Vivimos tiempos tacaños. Con la economía tan incierta como siempre, nuestros puños se aferran más fuerte a los excedentes que podamos tener y cada vez sacamos menos para los ancianos, los huérfanos y los excluidos. Y esta mezquindad va más allá de nuestro monedero; nuestra falta de disposición a dar se extiende a menudo a nuestro tiempo, nuestra energía, nuestra buena voluntad. Tiempos como los que corren llaman a buscar el ejemplo de los ermitaños del siglo V.
Cuesta ver que nosotros, tan saturados de conocimiento (no tanto de sabiduría), pudiéramos aprender algo de los hombres que vagaron por el desierto mil años antes de la imprenta, pero lo cierto es que nunca he encontrado a un santo que encarnara mejor la generosidad evangélica que san Serapio El Sindonita.
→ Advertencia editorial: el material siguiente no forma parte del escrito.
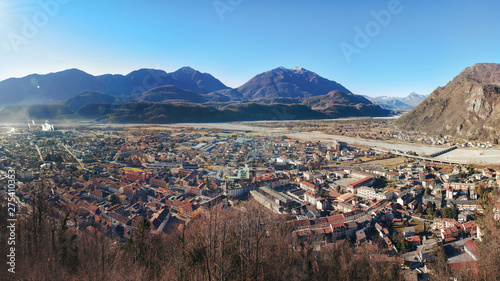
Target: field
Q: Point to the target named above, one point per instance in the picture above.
(390, 163)
(419, 227)
(133, 169)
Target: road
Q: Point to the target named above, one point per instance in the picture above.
(78, 160)
(460, 155)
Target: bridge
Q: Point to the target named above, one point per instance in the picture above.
(424, 158)
(442, 152)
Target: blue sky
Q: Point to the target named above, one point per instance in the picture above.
(423, 45)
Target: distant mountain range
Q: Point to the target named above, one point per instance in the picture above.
(77, 94)
(468, 106)
(60, 86)
(398, 104)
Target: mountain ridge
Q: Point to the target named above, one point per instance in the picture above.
(468, 106)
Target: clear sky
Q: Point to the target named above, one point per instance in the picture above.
(423, 44)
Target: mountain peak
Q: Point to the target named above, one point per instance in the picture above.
(186, 69)
(299, 69)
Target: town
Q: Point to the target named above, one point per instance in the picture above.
(108, 179)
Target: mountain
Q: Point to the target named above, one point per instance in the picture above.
(170, 94)
(468, 106)
(60, 86)
(337, 104)
(414, 99)
(283, 82)
(396, 103)
(88, 97)
(145, 112)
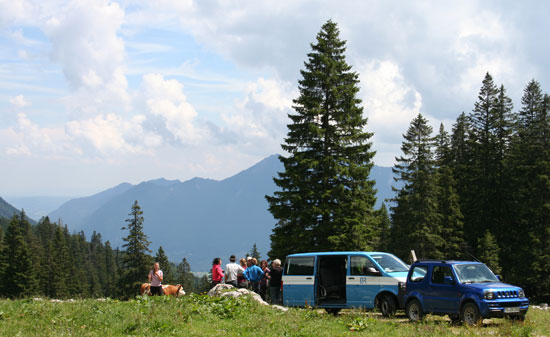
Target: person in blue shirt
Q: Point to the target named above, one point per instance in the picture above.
(254, 275)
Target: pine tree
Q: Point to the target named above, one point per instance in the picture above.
(382, 239)
(135, 260)
(62, 264)
(530, 158)
(255, 253)
(490, 136)
(490, 252)
(19, 275)
(162, 259)
(415, 220)
(448, 205)
(325, 199)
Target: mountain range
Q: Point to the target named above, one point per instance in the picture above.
(199, 219)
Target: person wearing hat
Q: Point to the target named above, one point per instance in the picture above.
(232, 270)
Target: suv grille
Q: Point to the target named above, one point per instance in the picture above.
(507, 294)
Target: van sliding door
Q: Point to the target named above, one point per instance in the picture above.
(299, 281)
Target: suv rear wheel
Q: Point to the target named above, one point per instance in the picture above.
(387, 306)
(414, 311)
(470, 314)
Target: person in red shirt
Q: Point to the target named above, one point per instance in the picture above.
(217, 272)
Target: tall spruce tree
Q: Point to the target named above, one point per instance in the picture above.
(415, 218)
(325, 199)
(490, 136)
(19, 275)
(451, 218)
(165, 265)
(135, 260)
(530, 158)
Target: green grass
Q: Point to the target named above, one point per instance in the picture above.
(199, 315)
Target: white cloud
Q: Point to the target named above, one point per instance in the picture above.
(165, 99)
(20, 101)
(261, 117)
(29, 139)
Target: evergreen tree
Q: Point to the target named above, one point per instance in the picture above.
(490, 136)
(62, 264)
(18, 276)
(255, 253)
(382, 238)
(111, 271)
(326, 199)
(530, 233)
(162, 259)
(451, 218)
(415, 220)
(135, 260)
(490, 252)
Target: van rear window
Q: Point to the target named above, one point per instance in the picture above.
(300, 266)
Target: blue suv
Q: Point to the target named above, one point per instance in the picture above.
(466, 291)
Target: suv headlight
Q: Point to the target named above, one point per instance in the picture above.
(489, 295)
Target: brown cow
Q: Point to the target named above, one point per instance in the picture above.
(168, 289)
Recibía este apodo por el manto que le servía de única vestimenta (una síndone), Serapio fue un eremita del desierto egipcio, un hombre cuyos actos de penitencia y mortificación parecían sobrehumanos. Pero, después de años de soledad y oración, Serapio respondió a la llamada de Dios para salir del desierto e ir a la ciudad de Corinto, de sabida pecaminosidad. Allí conoció a un artista y su familia que vivían en total ignorancia del Evangelio. Serapio quería evangelizarlos, pero no tenía medios y no les conocía. A sabiendas de que no podría establecer fácilmente una amistad con el maestro de la casa, decidió que la única forma de influir en la familia era convertirse en su esclavo. Así que este hombre libre se vendió a sí mismo como esclavo por el bien de evangelizar a sus captores.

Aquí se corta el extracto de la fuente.